Liberação de Daniel Vorcaro
O controlador do Banco Master, Daniel Vorcaro, foi liberado na manhã deste sábado, dia 29, após passar 11 dias sob custódia em decorrência da Operação Compliance Zero. Ele e mais quatro executivos do banco conseguiram um habeas corpus no Tribunal Regional Federal da 1ª Região (TRF-1). Vorcaro estava detido no Centro de Detenção Provisória 2 de Guarulhos desde segunda-feira, dia 24.
Decisão Judicial
A decisão que beneficiou Vorcaro e os demais executivos investigados pela Polícia Federal por crimes financeiros relacionados à gestão do Banco Master foi proferida pela desembargadora Solange Salgado. A magistrada ressaltou que, embora os elementos que justificaram a prisão estivessem presentes, os delitos atribuídos a Vorcaro não envolviam violência ou graves ameaças a pessoas. Assim, a prisão preventiva foi convertida em medidas cautelares alternativas.
Medidas Cautelares
As medidas cautelares determinadas pela Justiça incluem:
- Uso de tornozeleira eletrônica;
- Comparecimento periódico em juízo;
- Proibição de manter contato com outros investigados;
- Impedimento de ausentar-se da Comarca;
- Recolhimento domiciliar durante o período noturno;
- Proibição de exercer atividades financeiras;
- Entrega do passaporte e proibição de sair do país.
Contexto da Prisão
No caso específico de Daniel Vorcaro, a Polícia Federal já havia apreendido seu passaporte. O banqueiro foi detido no dia 17 deste mês ao tentar embarcar em um jatinho particular com destino ao exterior. No dia seguinte, o Banco Central decidiu pela liquidação extrajudicial do Banco Master, menos de 24 horas após o Grupo Fictor ter demonstrado interesse em adquirir a instituição.

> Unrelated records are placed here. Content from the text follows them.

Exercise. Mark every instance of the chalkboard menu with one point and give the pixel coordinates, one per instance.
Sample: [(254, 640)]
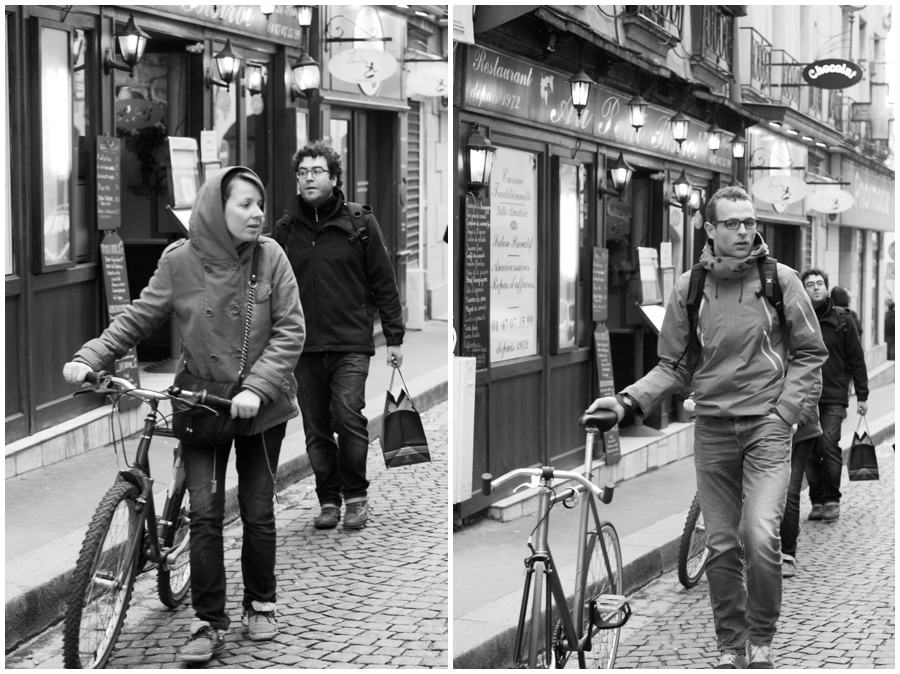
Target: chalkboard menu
[(599, 284), (115, 281), (603, 354), (475, 335), (109, 200)]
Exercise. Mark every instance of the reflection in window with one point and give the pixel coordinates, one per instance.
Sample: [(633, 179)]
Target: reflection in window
[(57, 146)]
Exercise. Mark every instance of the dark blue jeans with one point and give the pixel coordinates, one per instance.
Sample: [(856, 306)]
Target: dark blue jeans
[(255, 492), (332, 394), (790, 523), (823, 470)]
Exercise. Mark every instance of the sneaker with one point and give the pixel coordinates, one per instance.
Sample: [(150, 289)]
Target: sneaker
[(260, 619), (732, 660), (357, 515), (329, 517), (788, 566), (760, 657), (206, 641)]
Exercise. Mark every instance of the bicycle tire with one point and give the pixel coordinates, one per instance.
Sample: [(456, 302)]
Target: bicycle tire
[(597, 580), (535, 648), (692, 552), (173, 581), (103, 580)]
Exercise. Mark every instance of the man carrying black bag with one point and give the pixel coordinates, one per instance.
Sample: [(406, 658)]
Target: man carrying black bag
[(344, 273)]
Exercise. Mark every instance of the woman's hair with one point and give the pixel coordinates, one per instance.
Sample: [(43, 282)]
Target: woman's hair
[(319, 149)]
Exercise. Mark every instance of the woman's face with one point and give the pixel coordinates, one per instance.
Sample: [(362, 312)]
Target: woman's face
[(244, 213)]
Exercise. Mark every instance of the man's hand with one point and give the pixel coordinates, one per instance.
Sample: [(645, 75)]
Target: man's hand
[(245, 405), (395, 356), (607, 403)]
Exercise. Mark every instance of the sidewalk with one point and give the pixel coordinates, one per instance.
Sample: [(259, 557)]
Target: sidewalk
[(648, 512), (48, 509)]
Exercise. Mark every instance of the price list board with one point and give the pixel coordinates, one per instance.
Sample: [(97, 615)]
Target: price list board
[(603, 355), (475, 283)]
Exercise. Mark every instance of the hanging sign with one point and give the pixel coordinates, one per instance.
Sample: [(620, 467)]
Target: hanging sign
[(428, 81), (779, 189), (830, 200), (832, 74), (362, 66)]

Quanto à instalação da tornozeleira eletrônica, espera-se que Vorcaro seja liberado já com o dispositivo instalado. Em algumas situações, na falta de equipamentos disponíveis, a instalação pode ser agendada após a liberação do investigado, mas esse não parece ser o caso de Vorcaro.
Investigações Financeiras
Daniel Vorcaro e o Banco Master estão sendo investigados por fraudes financeiras que totalizam aproximadamente R$ 12,2 bilhões. De acordo com as apurações da Polícia Federal, o Banco Master teria vendido carteiras de crédito fraudulentas ao Banco de Brasília (BRB) com o intuito de cobrir prejuízos em suas contas.

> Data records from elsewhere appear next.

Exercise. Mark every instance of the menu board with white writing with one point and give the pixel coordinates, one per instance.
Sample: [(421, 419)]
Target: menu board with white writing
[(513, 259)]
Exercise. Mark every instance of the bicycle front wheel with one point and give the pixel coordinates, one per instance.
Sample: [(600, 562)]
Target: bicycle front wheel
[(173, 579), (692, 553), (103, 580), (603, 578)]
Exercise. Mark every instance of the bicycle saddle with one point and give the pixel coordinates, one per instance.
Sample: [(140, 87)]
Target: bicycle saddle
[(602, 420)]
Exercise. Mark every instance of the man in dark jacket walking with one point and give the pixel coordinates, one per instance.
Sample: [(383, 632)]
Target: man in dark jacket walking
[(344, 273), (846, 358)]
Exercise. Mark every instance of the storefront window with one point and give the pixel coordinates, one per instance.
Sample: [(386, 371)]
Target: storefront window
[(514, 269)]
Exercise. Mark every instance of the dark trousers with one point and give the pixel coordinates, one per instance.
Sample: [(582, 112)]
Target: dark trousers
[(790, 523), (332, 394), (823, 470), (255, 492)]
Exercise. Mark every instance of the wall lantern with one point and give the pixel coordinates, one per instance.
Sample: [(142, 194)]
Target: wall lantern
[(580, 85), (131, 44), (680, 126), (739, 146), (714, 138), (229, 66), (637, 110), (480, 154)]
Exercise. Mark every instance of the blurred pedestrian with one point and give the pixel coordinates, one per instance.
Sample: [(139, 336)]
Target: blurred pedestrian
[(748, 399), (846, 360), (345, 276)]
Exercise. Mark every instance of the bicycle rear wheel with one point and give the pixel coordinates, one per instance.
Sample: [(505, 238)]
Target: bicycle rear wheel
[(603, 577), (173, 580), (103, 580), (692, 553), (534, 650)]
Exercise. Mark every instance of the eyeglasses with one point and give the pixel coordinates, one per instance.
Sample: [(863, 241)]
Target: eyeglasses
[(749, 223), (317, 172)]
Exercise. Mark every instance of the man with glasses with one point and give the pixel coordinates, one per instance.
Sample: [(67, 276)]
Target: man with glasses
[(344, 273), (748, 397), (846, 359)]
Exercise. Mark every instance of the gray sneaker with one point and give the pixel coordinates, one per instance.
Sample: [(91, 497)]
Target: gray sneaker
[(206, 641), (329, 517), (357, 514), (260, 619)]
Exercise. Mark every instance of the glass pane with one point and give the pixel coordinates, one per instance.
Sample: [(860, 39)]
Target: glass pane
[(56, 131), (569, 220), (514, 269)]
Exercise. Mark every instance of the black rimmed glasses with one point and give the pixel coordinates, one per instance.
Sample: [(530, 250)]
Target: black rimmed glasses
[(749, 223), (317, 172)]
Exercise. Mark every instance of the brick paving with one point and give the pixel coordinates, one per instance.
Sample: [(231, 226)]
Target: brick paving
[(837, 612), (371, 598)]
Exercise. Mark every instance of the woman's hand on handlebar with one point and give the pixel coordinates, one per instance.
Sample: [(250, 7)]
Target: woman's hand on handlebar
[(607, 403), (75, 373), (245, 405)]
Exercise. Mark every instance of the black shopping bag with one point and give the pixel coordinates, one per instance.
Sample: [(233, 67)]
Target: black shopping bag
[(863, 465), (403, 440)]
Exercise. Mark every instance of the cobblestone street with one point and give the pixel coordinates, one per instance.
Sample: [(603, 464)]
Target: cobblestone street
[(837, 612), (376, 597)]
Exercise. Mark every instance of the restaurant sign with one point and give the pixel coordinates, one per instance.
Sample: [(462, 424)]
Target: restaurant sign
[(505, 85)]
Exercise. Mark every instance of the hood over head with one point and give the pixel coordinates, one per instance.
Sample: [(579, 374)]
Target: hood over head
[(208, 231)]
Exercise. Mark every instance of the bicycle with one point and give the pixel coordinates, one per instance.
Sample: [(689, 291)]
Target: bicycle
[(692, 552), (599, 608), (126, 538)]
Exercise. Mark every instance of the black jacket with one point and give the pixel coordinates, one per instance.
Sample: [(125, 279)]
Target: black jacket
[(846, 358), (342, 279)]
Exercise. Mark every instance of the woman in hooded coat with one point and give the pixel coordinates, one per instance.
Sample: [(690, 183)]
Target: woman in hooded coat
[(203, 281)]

O Banco Master defende que atuou de boa fé na negociação com o BRB, permitindo que o banco estatal substituísse as carteiras de crédito por outros ativos, visando evitar perdas financeiras adicionais.

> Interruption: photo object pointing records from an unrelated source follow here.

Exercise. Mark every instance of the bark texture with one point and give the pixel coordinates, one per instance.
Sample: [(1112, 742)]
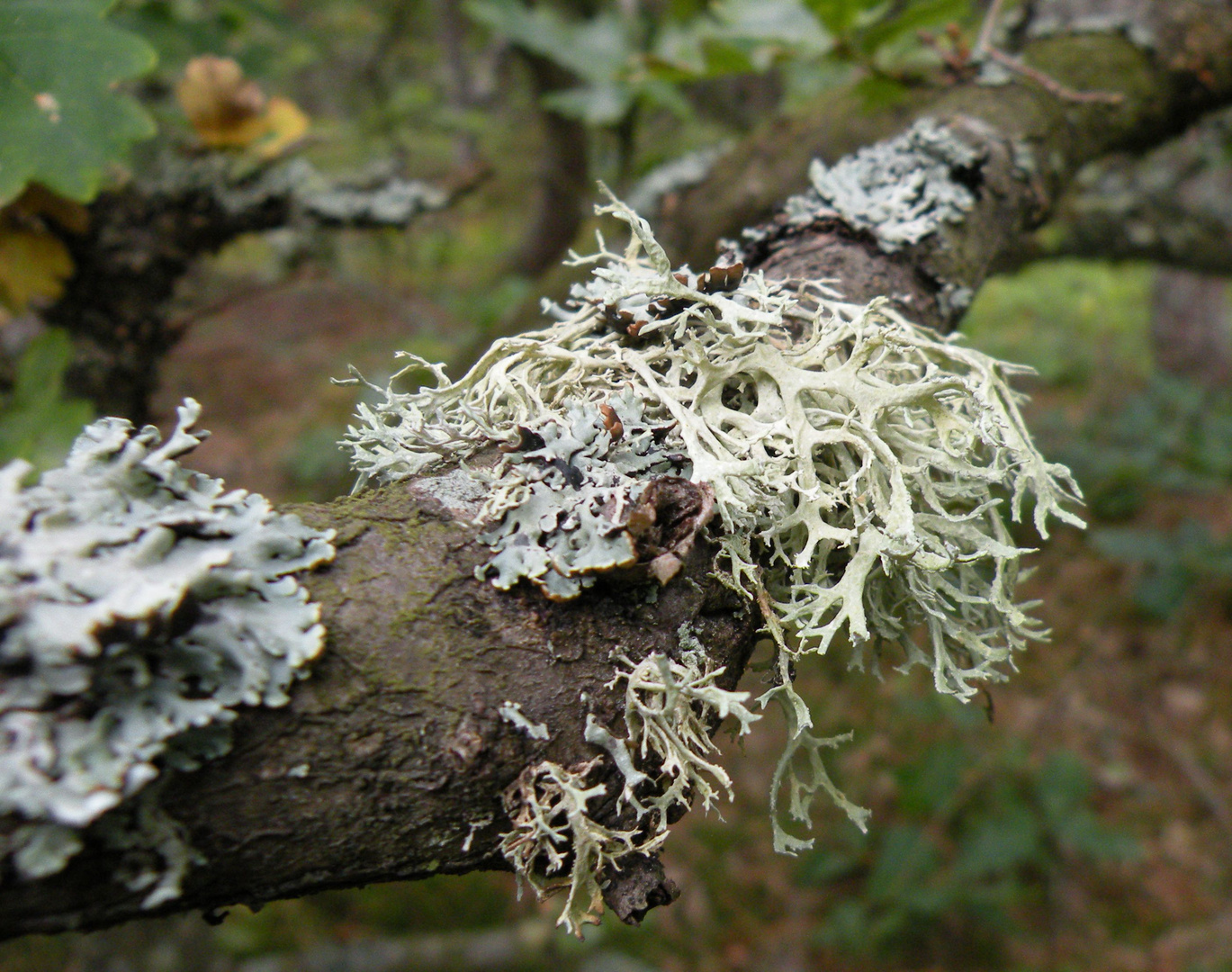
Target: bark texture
[(393, 753), (1032, 142), (391, 759)]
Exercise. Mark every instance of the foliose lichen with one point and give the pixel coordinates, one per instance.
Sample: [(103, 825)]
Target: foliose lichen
[(861, 466), (140, 607), (900, 190)]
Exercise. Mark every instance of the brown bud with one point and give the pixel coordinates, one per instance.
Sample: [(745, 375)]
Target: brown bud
[(613, 423)]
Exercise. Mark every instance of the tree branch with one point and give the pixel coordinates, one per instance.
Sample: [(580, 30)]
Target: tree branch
[(391, 760), (142, 239), (1030, 143)]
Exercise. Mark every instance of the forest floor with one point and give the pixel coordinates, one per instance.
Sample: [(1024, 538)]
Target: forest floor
[(1078, 817)]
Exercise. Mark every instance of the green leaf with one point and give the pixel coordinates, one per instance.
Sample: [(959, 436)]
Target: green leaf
[(62, 122), (39, 423)]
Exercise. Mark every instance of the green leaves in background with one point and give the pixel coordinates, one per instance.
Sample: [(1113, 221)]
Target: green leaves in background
[(63, 120), (977, 835), (37, 423)]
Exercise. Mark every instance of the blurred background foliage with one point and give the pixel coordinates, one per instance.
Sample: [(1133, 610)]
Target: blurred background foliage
[(1079, 824)]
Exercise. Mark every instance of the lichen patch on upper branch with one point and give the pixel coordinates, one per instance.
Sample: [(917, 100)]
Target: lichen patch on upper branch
[(861, 467)]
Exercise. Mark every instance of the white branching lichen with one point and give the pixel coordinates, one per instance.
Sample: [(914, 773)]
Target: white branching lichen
[(861, 466), (140, 607), (670, 708), (553, 831), (511, 712)]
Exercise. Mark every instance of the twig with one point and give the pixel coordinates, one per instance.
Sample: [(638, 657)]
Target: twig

Negociações e Liquidação do Banco
Em março, o BRB, instituição financeira ligada ao governo do Distrito Federal, fez uma proposta para compra do Banco Master. Contudo, após cinco meses de análise e intensas disputas nos bastidores, a transação foi vetada pelo Banco Central.
No dia 18 de novembro, coincidentemente com a prisão de Vorcaro, o Banco Central decretou a liquidação extrajudicial do Banco Master. Na véspera, um consórcio composto pelo Grupo Fictor e investidores dos Emirados Árabes Unidos teria demonstrado interesse em adquirir a instituição bancária.